MultiSpork

Looks like I might have recruited a software collaborator with some serious Android chops. Watch this space.

Well, it looks like I won't have boards in hand until the 25th or 26th, which means I can't use them as a prop in my quarterfinals video. 

OTOH, I'm forging ahead on the documentation front. I just checked in a system description document that covers the overall intent and the hardware design. 

I realized that to make a really good impression on the quarterfinal video, I need to have some nice wireframes of the proposed app. I'm not any great shakes at that (and I'm still working on finding a software collaborator), but I think I can hack something out in time. 

Just sent the first prototype out to OSHPark. Since it's four layers, it's going to be cutting it very close to have it here in time for the quarterfinals video. I suppose I need to design and show off a case and some wireframes of what the app will look like.

I finished the routing! Off to OSHPark in the morning. Hopefully I'll have a PCB to include in my video for the 20th.

Now it's time to route the prototype MultiSpork board... and it's kind of a bear, with over five hundred air wires. Even as complex as the board is, it shouldn't be too troublesome to route it with four layers. 

At this point, I've added top and bottom digital and analog ground pours. This took the air wire count down to about four hundred. Since this board has four different power rails (+10V, -10V, +5V, +3V3) and two ground rails (digital and analog) this is just the beginning.
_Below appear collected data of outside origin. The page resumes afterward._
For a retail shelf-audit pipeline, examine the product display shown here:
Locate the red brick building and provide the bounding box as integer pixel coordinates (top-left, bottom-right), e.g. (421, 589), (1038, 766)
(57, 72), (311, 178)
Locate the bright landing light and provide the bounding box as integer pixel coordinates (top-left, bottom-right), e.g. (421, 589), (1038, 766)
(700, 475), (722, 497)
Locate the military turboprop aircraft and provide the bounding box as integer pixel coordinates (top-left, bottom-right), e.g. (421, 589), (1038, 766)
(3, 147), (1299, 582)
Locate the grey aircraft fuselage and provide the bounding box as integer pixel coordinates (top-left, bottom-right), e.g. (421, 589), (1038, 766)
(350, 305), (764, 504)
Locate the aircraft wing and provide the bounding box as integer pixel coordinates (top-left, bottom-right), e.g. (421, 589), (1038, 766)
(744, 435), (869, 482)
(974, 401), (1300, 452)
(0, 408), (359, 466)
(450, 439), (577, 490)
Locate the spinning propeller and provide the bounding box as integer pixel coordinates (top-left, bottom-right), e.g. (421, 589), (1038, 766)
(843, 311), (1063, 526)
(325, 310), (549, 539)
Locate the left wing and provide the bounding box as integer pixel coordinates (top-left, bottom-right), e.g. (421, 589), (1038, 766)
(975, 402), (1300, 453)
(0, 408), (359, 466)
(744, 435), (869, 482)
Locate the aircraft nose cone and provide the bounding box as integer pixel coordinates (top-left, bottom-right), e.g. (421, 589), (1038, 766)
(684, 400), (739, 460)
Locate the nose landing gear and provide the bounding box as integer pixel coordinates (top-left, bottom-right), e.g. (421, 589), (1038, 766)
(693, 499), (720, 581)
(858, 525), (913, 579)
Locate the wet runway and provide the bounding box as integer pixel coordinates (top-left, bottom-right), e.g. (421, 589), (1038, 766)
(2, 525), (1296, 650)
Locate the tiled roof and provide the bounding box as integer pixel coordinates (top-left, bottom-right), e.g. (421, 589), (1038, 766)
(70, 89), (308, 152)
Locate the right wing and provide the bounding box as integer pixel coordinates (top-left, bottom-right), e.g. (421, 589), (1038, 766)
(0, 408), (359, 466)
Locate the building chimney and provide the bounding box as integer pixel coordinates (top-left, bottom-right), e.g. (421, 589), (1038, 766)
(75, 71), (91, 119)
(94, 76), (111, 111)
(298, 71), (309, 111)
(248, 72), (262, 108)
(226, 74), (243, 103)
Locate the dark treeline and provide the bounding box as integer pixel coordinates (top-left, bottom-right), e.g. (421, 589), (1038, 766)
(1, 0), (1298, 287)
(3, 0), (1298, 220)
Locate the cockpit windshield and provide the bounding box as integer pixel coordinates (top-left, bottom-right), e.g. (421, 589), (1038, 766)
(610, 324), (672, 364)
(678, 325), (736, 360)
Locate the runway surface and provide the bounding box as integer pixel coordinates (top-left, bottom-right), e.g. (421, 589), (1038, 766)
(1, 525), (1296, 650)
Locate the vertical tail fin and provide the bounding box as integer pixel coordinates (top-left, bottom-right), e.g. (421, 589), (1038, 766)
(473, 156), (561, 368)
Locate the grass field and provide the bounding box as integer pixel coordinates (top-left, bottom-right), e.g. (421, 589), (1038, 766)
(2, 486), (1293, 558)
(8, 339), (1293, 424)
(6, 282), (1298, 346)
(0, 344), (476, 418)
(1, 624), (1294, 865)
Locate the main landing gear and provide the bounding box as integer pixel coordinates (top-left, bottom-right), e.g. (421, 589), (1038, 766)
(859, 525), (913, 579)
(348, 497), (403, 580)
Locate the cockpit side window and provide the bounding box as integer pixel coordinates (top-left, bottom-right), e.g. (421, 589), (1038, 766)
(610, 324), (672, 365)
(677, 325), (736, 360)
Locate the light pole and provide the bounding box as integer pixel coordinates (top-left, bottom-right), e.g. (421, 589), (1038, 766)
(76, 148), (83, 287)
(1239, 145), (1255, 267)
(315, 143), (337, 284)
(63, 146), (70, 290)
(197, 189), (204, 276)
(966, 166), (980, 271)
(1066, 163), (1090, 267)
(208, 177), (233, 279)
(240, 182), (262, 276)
I'll add a couple of internal pours to distribute the ground and the other power rails as needed, especially to the series protection diodes.

Once the various pours are in place, the next thing to route is the fastest & most path sensitive signals. In the case of this board, that's the 2.4 GHz signal path, the clock crystals for the MCU and the WiFi chip, and the USB signal lines. One thing that really helps with keeping everything organized is to make all of the traces on each layer more or less parallel. In the case of this board, the bottom layer runs crosswise, the top layer lengthwise, and the two inner layers alternating

Next up is the somewhat slower but widely distributed SPI bus. That bus goes to every major chip on the board as well as the SD Card slot, so it goes everywhere. It's also a fast SPI bus, in order to ship data back and forth from the MPU to the MAX11300 at the speed required. 

With all the fast stuff laid down, next step is to get the analog and the regulators laid out. None of that is particularly hard, since those groups of components are laid out to make this bit easy. Once those are in, hook up the power rails. 

The last bit is all the low-speed logic connections and ancillary trouble required to make the whole business work. Simple, right?

I've got the schematic done (including correcting issues found during placement), and even got all the parts placed in (more or less) their final positions. I was also able to shrink the board to 3 x 3.4 inches. I know I can shrink it farther for the final, but this is good enough for a prototype.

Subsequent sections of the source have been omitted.